The Sultanate of Mogadishu (Somali: Saldanadda Muqdisho, Arabic: سلطنة مقديشو) (fl. 10th-16th centuries) was a medieval trading empire in Somalia. It rose as one of the pre-eminent powers in the Horn of Africa during the 12th, 13th and 14th centuries, before becoming part of the expanding Ajuran Empire. The Mogadishu Sultanate maintained a vast trading network, dominated the regional gold trade, minted its own Mogadishu currency, and left an extensive architectural legacy in present-day southern Somalia.
Mogadishu, the capital city of Somalia, is located in the horn of Africa and bordering the Red Sea. The major religion is Sunni Muslim and the official language is Somali although Arabic, Italian, and English are all spoken there. Mogadishu’s 2009 population estimate was 1.3 million people.
The 13th century Fakr ad-Din mosque in Mogadishu, Somalia.

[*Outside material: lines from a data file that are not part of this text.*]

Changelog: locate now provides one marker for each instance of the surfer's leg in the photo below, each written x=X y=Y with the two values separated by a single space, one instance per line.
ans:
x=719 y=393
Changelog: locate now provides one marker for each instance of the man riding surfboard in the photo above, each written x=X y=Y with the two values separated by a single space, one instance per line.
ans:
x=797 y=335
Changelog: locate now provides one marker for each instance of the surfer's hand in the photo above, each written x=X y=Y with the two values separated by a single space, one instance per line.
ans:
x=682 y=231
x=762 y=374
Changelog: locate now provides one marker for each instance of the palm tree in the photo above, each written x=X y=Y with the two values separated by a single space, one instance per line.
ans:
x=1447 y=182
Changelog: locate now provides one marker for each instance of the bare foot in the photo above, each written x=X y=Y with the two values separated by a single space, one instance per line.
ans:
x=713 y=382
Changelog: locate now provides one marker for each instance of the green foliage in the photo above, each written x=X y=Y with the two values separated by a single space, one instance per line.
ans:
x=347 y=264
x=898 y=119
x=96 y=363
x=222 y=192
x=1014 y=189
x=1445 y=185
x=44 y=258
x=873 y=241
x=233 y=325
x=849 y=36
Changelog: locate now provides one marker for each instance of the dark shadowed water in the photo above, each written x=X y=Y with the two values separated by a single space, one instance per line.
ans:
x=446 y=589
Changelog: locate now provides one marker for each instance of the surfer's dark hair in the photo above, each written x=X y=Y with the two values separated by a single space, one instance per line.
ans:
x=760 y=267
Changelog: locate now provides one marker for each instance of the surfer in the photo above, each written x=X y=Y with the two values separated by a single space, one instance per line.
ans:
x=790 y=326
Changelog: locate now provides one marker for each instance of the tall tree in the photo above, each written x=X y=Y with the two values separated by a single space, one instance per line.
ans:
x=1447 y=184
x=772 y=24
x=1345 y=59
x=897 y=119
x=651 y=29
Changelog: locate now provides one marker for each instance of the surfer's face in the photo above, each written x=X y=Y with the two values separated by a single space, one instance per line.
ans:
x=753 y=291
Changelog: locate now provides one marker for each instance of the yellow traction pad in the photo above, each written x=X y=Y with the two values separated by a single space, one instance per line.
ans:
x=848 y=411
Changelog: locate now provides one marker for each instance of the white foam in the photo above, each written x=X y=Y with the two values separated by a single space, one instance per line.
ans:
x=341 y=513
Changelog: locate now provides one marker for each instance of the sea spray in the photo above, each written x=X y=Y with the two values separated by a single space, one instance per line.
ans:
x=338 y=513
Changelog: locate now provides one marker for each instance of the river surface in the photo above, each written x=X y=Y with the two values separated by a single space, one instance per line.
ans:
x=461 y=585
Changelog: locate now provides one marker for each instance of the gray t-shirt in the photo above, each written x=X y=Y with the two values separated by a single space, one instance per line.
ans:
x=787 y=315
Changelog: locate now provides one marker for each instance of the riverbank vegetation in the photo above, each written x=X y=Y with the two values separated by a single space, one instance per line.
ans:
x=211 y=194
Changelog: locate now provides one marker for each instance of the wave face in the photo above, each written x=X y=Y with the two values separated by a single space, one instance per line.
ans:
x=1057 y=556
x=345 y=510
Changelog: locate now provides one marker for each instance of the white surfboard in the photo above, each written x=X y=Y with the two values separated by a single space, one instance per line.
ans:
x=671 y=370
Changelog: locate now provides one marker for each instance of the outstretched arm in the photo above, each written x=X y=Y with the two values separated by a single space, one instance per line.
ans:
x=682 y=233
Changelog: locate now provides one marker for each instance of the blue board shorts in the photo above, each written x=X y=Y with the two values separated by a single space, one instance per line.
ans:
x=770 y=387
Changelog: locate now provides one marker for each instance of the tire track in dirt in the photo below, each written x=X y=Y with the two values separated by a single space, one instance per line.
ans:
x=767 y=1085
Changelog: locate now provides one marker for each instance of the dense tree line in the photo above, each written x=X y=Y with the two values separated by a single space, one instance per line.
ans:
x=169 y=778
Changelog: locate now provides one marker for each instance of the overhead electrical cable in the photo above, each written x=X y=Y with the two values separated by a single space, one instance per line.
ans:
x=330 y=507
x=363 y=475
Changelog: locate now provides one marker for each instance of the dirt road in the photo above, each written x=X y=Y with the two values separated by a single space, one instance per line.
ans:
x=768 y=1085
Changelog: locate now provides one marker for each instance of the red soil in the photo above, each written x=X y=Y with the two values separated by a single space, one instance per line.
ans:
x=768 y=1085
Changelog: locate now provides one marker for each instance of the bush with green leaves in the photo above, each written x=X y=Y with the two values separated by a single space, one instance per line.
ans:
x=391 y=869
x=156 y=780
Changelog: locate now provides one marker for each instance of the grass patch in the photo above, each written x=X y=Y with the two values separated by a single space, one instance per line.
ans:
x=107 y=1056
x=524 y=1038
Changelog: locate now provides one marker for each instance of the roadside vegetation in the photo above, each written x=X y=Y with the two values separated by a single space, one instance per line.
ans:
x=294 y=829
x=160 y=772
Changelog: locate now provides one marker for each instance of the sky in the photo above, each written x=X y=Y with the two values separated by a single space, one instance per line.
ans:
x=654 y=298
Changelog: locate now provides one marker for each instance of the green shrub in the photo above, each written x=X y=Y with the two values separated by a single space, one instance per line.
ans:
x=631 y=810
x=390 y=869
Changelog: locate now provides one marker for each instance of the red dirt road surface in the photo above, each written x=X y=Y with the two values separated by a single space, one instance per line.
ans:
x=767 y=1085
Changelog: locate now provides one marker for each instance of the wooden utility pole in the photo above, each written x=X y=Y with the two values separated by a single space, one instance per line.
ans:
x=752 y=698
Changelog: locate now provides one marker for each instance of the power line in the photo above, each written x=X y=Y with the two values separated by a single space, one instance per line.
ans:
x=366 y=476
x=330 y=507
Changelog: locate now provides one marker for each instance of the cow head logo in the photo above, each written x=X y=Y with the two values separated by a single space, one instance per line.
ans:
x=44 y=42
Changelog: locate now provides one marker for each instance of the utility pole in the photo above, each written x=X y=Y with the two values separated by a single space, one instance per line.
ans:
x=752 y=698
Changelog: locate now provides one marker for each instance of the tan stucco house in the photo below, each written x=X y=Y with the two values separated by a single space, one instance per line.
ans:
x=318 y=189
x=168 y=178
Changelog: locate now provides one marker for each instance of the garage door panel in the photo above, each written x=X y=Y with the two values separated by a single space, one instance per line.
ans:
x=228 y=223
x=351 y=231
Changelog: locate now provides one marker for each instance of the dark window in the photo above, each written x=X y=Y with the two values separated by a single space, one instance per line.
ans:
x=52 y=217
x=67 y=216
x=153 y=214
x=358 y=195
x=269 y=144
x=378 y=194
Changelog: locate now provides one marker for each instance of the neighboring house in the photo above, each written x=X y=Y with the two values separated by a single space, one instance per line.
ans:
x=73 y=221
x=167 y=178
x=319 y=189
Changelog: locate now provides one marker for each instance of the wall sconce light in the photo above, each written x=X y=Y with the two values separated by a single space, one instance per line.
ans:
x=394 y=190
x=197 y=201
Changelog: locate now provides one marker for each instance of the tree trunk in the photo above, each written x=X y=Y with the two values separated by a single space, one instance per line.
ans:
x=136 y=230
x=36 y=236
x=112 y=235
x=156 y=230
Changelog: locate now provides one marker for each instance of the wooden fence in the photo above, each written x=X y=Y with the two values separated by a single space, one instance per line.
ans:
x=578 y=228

The Almnara Tower in Mogadishu, erected during the reign of the Sultanate of Mogadishu.
Founded by the Arabs in the 10th century, Mogadishu became the capital and chief port of Somalia. Initially after their arrival, families of Arab and Persian descent ruled Somalia and fueled the widespread conversion to Islam. By the thirteenth century, Mogadishu became prosperous by trading gold, livestock, slaves, leather, and ivory.
In the late fifteenth and early sixteenth centuries the Muzzaffar Dynasty had dominated rule in Mogadishu and succeeded in defending the city against Portuguese invasion. However, by the next century, the Sultan of Oman conquered the city. In 1825 Mogadishu tried to overthrow Omani rule, and after refusal of aid from Britain, faced the challenge alone.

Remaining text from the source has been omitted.